The Remembrance Service commemorates the British, Commonwealth and Allied personnel who lost their lives in the two World Wars of the 20th century and in other conflicts since. If you would like to attend, please email to Remembrance.Bangkok@fco.gov.uk by 7 November. Please include the full names of all those who are planning to attend. You will then be sent further information.
Sale of poppies
Poppies will be on sale for members of the public at the British Embassy (Wireless Gate) from Friday 25 October until Monday 11 November 2013.
The Royal British Legion’s 2013 Poppy Appeal
Each year the nation expresses its unequivocal support for The Royal British Legion’s work through the Poppy Appeal. The Royal British Legion’s Poppy Appeal 2013 will kick off with a pop concert for Armed Forces families at RAF Northolt on Thursday 24 October. The Poppy Appeal is one of the nation’s largest and most loved fundraising campaigns in support of the British Armed Forces community. Up to 2,500 tri-Service personnel, their partners and children will join the Legion to launch the Poppy Appeal, which this year focuses on support for Armed Forces families.
History of the Poppy Appeal
On the eleventh hour of the eleventh day of the eleventh month in 1918, the First World War ended. Civilians wanted to remember the people who had given their lives for peace and freedom.
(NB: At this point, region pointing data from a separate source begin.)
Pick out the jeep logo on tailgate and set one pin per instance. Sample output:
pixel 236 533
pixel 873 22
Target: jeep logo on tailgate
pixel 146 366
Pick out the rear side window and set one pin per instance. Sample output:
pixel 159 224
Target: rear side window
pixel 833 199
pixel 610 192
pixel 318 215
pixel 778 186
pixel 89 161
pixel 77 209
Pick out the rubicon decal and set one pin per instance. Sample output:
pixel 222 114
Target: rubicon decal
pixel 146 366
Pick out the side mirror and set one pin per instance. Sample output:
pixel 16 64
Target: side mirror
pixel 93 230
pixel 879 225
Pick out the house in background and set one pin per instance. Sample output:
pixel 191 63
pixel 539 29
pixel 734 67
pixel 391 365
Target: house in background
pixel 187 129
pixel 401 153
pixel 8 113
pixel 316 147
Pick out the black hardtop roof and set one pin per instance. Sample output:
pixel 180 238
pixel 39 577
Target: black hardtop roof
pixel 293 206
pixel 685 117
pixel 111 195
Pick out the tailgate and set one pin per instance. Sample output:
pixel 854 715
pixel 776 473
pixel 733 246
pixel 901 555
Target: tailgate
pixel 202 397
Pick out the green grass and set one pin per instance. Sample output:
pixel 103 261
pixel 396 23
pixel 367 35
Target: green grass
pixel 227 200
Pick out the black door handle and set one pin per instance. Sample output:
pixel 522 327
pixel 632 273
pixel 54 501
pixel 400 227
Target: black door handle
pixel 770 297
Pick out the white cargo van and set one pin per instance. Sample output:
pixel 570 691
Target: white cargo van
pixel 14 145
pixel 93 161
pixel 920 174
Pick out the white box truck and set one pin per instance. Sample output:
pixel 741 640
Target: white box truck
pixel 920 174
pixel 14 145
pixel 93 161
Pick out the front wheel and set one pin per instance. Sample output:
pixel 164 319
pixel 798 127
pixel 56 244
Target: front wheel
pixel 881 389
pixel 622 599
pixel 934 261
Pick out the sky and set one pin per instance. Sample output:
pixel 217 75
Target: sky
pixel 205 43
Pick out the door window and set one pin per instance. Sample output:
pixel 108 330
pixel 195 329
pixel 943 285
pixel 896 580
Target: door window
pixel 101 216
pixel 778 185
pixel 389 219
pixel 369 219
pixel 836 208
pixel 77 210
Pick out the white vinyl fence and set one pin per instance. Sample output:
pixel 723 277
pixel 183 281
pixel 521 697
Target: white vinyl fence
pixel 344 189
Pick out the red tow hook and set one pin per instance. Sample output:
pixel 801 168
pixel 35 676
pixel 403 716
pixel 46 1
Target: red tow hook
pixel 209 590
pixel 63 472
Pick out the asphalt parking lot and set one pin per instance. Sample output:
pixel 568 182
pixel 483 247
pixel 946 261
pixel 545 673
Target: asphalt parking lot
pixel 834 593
An American War Secretary, Moina Michael, inspired by John McCrae’s poem, “In Flanders’ Fields”, began selling poppies to friends to raise money for the ex-Service community. The Legion adopted the poppy for its fundraising in 1921 - and so the tradition began.
In 1922 Major George Howson, a young infantry officer, formed the Disabled Society to help disabled ex-Service men and women from the First World War. Howson suggested to the Legion that members of the Disabled Society could make poppies, and the Poppy Factory was subsequently founded in Richmond in 1922. The original poppy was designed so that workers with a disability could easily assemble it and this principle remains today.